One of the observations I made was that earlier the features had uniform distributions
but currently the distributions were Gaussian.
Since among the models there are ones using neural networks I decided to normalize the features using StandardScaler instead of MinMaxScaler (though I realize that choice may be misguided).
I also noticed that currently there appears to be less correlation between features.
This is perhaps more apparent on a pair plot. Though, due to the number of features, it may not be visible here very well.
Though, due to the number of features, it may not be visible here very well.
The post also mentions using a particular set of perplexities with t-SNE...
...so I updated the code to reflect that.
Speaking of t-SNE - the original code used an implementation by the GitHub user alexisbcook...
...but I replaced it with an implementation making use of multicore processing for 2D t-SNE. You can follow the link to find out more about the module created by DmitryUlyanov.
Unfortunately, 3D t-SNE is much slower so I decided to explore if it can be omitted altogether. Here are the scores for the models applied to the data including 3D t-SNE. Note that for this tournament there is one model which passes all criteria.
I added an option to disable using 3D t-SNE and here are the scores for the same tournament with that option enabled. It turned out that only some of the models were affected and, for others, with one exception the results were only slightly worse.
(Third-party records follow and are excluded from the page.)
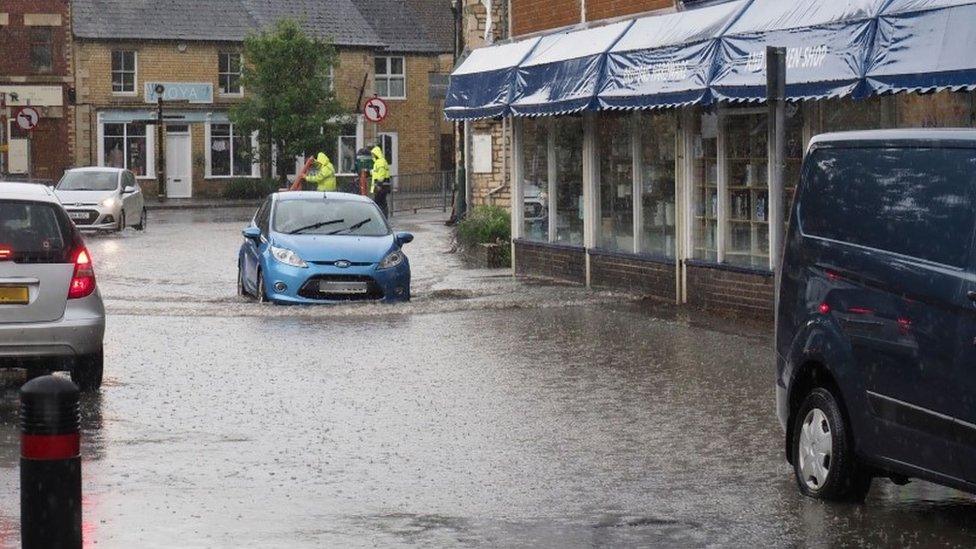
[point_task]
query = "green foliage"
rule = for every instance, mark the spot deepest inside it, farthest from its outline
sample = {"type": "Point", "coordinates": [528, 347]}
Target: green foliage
{"type": "Point", "coordinates": [288, 100]}
{"type": "Point", "coordinates": [485, 225]}
{"type": "Point", "coordinates": [250, 189]}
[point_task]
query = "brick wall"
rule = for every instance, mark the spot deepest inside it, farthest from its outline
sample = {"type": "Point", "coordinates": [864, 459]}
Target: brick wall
{"type": "Point", "coordinates": [634, 274]}
{"type": "Point", "coordinates": [603, 9]}
{"type": "Point", "coordinates": [536, 15]}
{"type": "Point", "coordinates": [565, 263]}
{"type": "Point", "coordinates": [725, 289]}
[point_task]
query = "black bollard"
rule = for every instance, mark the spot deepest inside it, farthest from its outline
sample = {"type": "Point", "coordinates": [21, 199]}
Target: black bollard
{"type": "Point", "coordinates": [50, 464]}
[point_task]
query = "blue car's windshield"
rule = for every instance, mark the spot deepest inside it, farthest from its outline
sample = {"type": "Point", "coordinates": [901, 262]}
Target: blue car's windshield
{"type": "Point", "coordinates": [324, 216]}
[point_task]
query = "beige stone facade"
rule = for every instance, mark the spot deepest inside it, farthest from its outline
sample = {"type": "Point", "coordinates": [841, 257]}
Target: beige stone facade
{"type": "Point", "coordinates": [417, 120]}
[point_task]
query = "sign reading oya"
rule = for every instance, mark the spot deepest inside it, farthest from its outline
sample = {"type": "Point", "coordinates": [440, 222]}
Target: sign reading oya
{"type": "Point", "coordinates": [192, 92]}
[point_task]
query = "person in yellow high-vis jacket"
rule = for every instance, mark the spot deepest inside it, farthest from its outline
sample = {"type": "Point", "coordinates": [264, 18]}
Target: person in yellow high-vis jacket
{"type": "Point", "coordinates": [324, 175]}
{"type": "Point", "coordinates": [381, 186]}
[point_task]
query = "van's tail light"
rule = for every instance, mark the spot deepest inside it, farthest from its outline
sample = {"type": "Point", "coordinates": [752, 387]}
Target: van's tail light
{"type": "Point", "coordinates": [83, 279]}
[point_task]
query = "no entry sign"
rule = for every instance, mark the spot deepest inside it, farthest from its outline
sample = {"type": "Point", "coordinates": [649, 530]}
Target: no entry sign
{"type": "Point", "coordinates": [375, 110]}
{"type": "Point", "coordinates": [27, 118]}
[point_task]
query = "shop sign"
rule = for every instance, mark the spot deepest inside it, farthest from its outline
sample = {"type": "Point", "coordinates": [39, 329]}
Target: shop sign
{"type": "Point", "coordinates": [191, 92]}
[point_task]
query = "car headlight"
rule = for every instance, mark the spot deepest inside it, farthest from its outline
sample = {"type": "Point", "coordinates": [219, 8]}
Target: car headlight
{"type": "Point", "coordinates": [392, 259]}
{"type": "Point", "coordinates": [288, 257]}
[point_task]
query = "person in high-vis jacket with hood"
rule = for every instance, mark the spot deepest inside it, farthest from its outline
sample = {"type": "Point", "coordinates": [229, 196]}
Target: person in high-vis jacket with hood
{"type": "Point", "coordinates": [381, 186]}
{"type": "Point", "coordinates": [324, 175]}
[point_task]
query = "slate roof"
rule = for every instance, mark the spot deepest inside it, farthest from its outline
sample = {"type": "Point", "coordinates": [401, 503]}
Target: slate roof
{"type": "Point", "coordinates": [393, 25]}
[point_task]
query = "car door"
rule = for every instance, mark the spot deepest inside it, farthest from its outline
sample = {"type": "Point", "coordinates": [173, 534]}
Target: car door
{"type": "Point", "coordinates": [896, 289]}
{"type": "Point", "coordinates": [253, 249]}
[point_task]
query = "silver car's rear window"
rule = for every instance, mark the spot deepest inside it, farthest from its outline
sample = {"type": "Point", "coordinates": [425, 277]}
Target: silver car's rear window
{"type": "Point", "coordinates": [35, 232]}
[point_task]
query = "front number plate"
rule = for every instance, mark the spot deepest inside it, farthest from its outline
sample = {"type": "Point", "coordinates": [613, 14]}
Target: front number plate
{"type": "Point", "coordinates": [350, 288]}
{"type": "Point", "coordinates": [14, 295]}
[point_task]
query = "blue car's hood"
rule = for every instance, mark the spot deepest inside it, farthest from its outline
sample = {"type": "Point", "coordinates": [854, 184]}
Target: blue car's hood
{"type": "Point", "coordinates": [358, 249]}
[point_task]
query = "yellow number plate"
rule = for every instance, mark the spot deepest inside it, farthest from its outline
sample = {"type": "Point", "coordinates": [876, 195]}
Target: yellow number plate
{"type": "Point", "coordinates": [14, 295]}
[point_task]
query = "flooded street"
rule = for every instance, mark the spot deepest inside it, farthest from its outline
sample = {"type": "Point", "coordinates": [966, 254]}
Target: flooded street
{"type": "Point", "coordinates": [487, 412]}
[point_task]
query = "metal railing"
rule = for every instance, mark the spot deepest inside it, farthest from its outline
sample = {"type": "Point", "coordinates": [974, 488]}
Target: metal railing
{"type": "Point", "coordinates": [421, 191]}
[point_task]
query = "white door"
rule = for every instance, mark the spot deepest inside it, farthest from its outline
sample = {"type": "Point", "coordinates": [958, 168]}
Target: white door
{"type": "Point", "coordinates": [389, 142]}
{"type": "Point", "coordinates": [17, 155]}
{"type": "Point", "coordinates": [179, 173]}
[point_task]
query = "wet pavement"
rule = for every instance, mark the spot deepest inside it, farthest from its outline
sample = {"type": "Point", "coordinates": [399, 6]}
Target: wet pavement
{"type": "Point", "coordinates": [487, 412]}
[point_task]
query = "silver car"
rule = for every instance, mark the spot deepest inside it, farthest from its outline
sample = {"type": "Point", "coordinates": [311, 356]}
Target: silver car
{"type": "Point", "coordinates": [51, 312]}
{"type": "Point", "coordinates": [102, 198]}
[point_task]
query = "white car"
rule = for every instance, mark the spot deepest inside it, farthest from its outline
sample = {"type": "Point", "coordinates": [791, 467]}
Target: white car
{"type": "Point", "coordinates": [102, 199]}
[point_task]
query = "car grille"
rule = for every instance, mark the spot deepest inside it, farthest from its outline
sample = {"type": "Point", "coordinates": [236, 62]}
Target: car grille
{"type": "Point", "coordinates": [311, 289]}
{"type": "Point", "coordinates": [92, 215]}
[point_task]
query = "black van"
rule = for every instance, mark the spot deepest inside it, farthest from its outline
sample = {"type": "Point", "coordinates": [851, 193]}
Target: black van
{"type": "Point", "coordinates": [876, 317]}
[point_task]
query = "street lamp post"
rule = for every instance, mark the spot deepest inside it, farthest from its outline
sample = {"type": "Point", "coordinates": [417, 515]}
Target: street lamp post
{"type": "Point", "coordinates": [160, 150]}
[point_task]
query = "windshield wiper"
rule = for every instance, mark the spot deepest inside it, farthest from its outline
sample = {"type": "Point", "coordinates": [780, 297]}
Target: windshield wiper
{"type": "Point", "coordinates": [352, 227]}
{"type": "Point", "coordinates": [316, 226]}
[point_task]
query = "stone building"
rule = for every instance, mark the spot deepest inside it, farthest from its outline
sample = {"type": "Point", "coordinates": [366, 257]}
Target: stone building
{"type": "Point", "coordinates": [629, 137]}
{"type": "Point", "coordinates": [35, 70]}
{"type": "Point", "coordinates": [124, 49]}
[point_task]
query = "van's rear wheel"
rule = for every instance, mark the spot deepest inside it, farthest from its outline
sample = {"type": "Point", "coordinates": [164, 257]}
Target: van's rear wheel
{"type": "Point", "coordinates": [87, 371]}
{"type": "Point", "coordinates": [823, 451]}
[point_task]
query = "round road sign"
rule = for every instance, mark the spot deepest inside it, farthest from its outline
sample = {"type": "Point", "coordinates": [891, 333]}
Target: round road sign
{"type": "Point", "coordinates": [27, 118]}
{"type": "Point", "coordinates": [375, 110]}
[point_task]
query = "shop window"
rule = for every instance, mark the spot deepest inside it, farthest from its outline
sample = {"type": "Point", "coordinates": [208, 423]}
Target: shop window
{"type": "Point", "coordinates": [42, 49]}
{"type": "Point", "coordinates": [657, 133]}
{"type": "Point", "coordinates": [567, 133]}
{"type": "Point", "coordinates": [616, 158]}
{"type": "Point", "coordinates": [230, 152]}
{"type": "Point", "coordinates": [123, 71]}
{"type": "Point", "coordinates": [125, 146]}
{"type": "Point", "coordinates": [535, 178]}
{"type": "Point", "coordinates": [229, 73]}
{"type": "Point", "coordinates": [705, 187]}
{"type": "Point", "coordinates": [391, 78]}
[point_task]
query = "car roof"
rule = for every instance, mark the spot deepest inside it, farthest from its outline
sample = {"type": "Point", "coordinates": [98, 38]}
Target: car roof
{"type": "Point", "coordinates": [316, 195]}
{"type": "Point", "coordinates": [27, 191]}
{"type": "Point", "coordinates": [918, 137]}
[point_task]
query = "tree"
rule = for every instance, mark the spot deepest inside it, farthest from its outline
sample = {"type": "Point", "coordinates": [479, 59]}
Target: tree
{"type": "Point", "coordinates": [288, 99]}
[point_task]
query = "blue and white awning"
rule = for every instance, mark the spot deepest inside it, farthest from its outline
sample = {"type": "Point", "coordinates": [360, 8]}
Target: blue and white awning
{"type": "Point", "coordinates": [564, 72]}
{"type": "Point", "coordinates": [924, 45]}
{"type": "Point", "coordinates": [666, 60]}
{"type": "Point", "coordinates": [482, 86]}
{"type": "Point", "coordinates": [835, 48]}
{"type": "Point", "coordinates": [827, 43]}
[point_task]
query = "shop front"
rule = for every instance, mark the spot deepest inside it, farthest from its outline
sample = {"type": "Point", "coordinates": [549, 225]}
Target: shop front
{"type": "Point", "coordinates": [659, 183]}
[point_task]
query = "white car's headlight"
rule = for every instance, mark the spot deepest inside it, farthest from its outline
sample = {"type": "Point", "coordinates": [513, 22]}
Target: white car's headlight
{"type": "Point", "coordinates": [392, 259]}
{"type": "Point", "coordinates": [288, 257]}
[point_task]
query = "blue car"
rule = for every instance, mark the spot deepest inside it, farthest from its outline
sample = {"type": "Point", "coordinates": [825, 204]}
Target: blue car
{"type": "Point", "coordinates": [314, 247]}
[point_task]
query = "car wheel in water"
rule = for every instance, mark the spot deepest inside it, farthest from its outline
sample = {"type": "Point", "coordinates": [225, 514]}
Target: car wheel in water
{"type": "Point", "coordinates": [143, 218]}
{"type": "Point", "coordinates": [262, 291]}
{"type": "Point", "coordinates": [87, 371]}
{"type": "Point", "coordinates": [823, 451]}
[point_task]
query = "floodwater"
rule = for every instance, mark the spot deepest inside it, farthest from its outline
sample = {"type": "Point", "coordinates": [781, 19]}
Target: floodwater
{"type": "Point", "coordinates": [487, 412]}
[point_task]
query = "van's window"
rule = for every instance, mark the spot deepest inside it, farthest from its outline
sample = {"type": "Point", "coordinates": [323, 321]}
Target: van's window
{"type": "Point", "coordinates": [914, 202]}
{"type": "Point", "coordinates": [35, 232]}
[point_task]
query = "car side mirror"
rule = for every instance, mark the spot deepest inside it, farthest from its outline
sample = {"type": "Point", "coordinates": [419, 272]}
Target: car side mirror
{"type": "Point", "coordinates": [251, 233]}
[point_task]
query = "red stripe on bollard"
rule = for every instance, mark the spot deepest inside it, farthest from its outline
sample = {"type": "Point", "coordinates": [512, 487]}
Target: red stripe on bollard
{"type": "Point", "coordinates": [44, 447]}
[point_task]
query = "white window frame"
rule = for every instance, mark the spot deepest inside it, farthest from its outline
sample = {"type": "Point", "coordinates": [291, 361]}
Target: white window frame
{"type": "Point", "coordinates": [207, 140]}
{"type": "Point", "coordinates": [387, 76]}
{"type": "Point", "coordinates": [150, 147]}
{"type": "Point", "coordinates": [135, 73]}
{"type": "Point", "coordinates": [239, 73]}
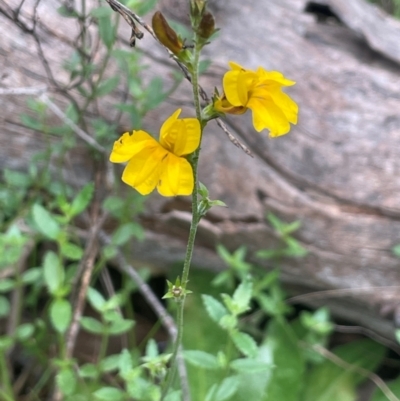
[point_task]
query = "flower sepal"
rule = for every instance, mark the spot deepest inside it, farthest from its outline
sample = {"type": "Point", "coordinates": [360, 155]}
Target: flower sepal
{"type": "Point", "coordinates": [176, 291]}
{"type": "Point", "coordinates": [205, 203]}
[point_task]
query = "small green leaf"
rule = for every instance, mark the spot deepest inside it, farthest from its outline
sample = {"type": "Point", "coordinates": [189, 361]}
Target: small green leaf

Exploring further, I compared 2D projections of t-SNE from the early and current tournaments, and it would appear that one can see now less pronounced local clusters.
This change is even more visible when comparing 3D projections of t-SNE. Perhaps t-SNE is not as effective anymore?
The post mentions two methods to produce embeddings which could be used additionally. Curious to see some visualizations I augmented the TensorFlow code of the GAN and Autoencoder models to collect the logs.
The logs can then be visualized with TensorBoard - here you can see a 2D PCA of those embeddings (mind that TensorBoard limits the number of displayed data points). To my untrained eye it would seem that the two methods captured some good features and indeed show some promise.